Six TAG members traveled with three UIHS staff members to the American Indian Film Festival in San Franscico in Novermber 2012. They attended the youth screening and the awards program. This was a great trip and TAG members were able to view a variety of other movies created by different tribal organizations.
United Indian Health Services’ NATIVE Tobacco Project is asking the American Indian Film Institute to adopt one of the following policies to promote a socially responsible depictation of tobacco use in films:
Not show movies that have tobacco products used/ or displayed in them that exploit American Indian images and/or culture,
Not show films that show youth ages 17 and under using commercial tobacco products, and/or
Show an anti-tobacco ad before movies that show commercial tobacco use.
Why is TAG concerned about this? According to the Surgeon General:
Youth who are exposed to images of smoking in movies are more likely to smoke. Those who get the most exposure to onscreen smoking are about twice as likely to begin smoking as those who get the least exposure. Images of smoking in movies have declined over the past decade; however, in 2010 nearly a third of top-grossing movies produced for children — those with ratings of G, PG, or PG-13 — contained images of smoking.
Additionally, tobacco smoking is a serious problem within the American Indian community. According to the Centers for Disease Control (CDC) while the smoking rate in the general population of California is 14%, the smoking rate for California Indians is 33.5%, more than double that of other California residents. Cardiovascular disease is the leading cause of death among American Indians. Lung cancer is the leading cause of cancer death among American Indians.

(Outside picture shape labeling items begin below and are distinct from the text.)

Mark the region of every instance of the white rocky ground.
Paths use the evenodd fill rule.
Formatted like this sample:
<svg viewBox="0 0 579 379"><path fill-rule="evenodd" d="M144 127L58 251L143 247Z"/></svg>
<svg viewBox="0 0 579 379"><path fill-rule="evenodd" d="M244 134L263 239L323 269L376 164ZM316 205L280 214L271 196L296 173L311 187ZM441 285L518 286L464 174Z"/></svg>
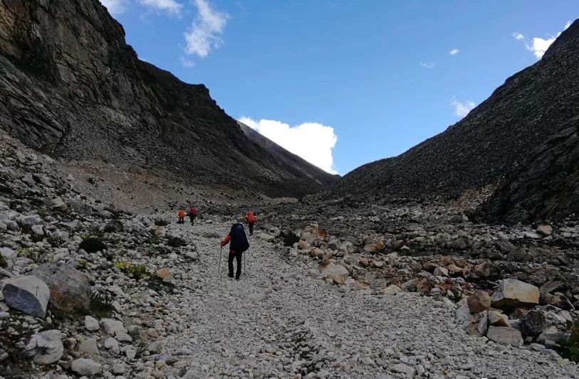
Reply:
<svg viewBox="0 0 579 379"><path fill-rule="evenodd" d="M579 378L575 364L551 351L466 335L454 306L328 284L259 238L251 240L241 281L226 277L225 252L219 277L217 236L229 226L169 227L194 241L199 255L198 264L171 269L180 295L156 299L169 314L160 356L184 354L186 378ZM177 316L182 307L192 311ZM167 331L174 324L183 331Z"/></svg>

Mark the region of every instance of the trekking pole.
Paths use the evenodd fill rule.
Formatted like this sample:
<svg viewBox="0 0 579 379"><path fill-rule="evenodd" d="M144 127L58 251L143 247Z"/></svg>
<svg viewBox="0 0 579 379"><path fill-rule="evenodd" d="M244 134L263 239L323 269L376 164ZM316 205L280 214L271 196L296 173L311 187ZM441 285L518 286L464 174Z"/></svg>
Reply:
<svg viewBox="0 0 579 379"><path fill-rule="evenodd" d="M217 276L221 274L221 252L223 252L223 246L221 246L221 249L219 249L219 268L217 269Z"/></svg>

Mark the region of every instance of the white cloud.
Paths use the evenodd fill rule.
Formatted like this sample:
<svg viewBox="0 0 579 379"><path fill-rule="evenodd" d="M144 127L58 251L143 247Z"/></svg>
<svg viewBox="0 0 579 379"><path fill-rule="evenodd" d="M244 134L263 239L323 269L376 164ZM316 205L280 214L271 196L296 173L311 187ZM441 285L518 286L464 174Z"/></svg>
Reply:
<svg viewBox="0 0 579 379"><path fill-rule="evenodd" d="M469 100L465 102L459 102L456 100L453 100L451 104L454 107L454 112L457 116L460 116L461 117L464 117L468 114L469 112L476 106L474 102Z"/></svg>
<svg viewBox="0 0 579 379"><path fill-rule="evenodd" d="M305 122L291 127L280 121L256 121L249 117L241 117L239 121L314 166L327 172L338 174L333 169L332 155L338 137L332 127L317 122Z"/></svg>
<svg viewBox="0 0 579 379"><path fill-rule="evenodd" d="M194 0L197 16L191 28L184 33L185 53L206 57L214 48L223 44L219 35L227 23L226 14L213 10L207 0Z"/></svg>
<svg viewBox="0 0 579 379"><path fill-rule="evenodd" d="M191 68L192 67L195 65L194 62L184 57L181 57L181 64L183 65L183 67L184 67L185 68Z"/></svg>
<svg viewBox="0 0 579 379"><path fill-rule="evenodd" d="M524 36L523 36L520 33L517 33L517 32L513 33L513 36L515 38L515 39L518 40L518 41L524 39L524 38L525 38Z"/></svg>
<svg viewBox="0 0 579 379"><path fill-rule="evenodd" d="M121 14L127 10L127 0L100 0L110 14Z"/></svg>
<svg viewBox="0 0 579 379"><path fill-rule="evenodd" d="M563 30L566 30L567 28L570 26L571 21L567 21L567 23L565 24ZM545 52L547 51L547 49L549 48L551 43L555 42L557 37L561 35L561 33L563 33L563 31L560 31L556 36L552 36L551 38L546 39L541 38L541 37L533 37L531 40L528 40L523 35L516 32L513 33L513 37L514 37L517 41L522 41L525 43L525 48L528 50L533 53L535 58L537 59L541 59Z"/></svg>
<svg viewBox="0 0 579 379"><path fill-rule="evenodd" d="M183 4L174 0L140 0L141 4L147 8L162 11L175 16L181 14Z"/></svg>

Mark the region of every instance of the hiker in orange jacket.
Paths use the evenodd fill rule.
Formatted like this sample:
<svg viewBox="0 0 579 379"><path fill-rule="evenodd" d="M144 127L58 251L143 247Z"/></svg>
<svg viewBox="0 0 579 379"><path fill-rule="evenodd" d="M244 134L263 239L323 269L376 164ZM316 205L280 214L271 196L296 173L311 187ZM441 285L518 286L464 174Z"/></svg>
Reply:
<svg viewBox="0 0 579 379"><path fill-rule="evenodd" d="M255 213L250 210L245 215L245 220L247 221L247 225L249 225L249 235L254 235L254 225L257 221Z"/></svg>
<svg viewBox="0 0 579 379"><path fill-rule="evenodd" d="M182 224L185 222L185 211L182 209L179 209L179 212L177 213L177 216L179 218L179 221L177 222L178 224Z"/></svg>

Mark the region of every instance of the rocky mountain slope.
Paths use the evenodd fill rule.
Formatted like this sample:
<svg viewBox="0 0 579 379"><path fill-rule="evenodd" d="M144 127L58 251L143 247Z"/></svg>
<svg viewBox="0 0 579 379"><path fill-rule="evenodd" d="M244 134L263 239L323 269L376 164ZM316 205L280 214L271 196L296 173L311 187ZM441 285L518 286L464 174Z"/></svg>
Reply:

Tobacco use is a major risk factor for the top two causes of death among American Indians, cardiovascular disease and for lung cancer. (National Network for Tobacco Control and Prevention)
United Indian Health Services’ Teen Advisory Group is hoping to be granted a time when they can present this information to the American Indian Film Institute in the near future. They feel this is a very important topic and would of tremendous benefit to American Indian youth.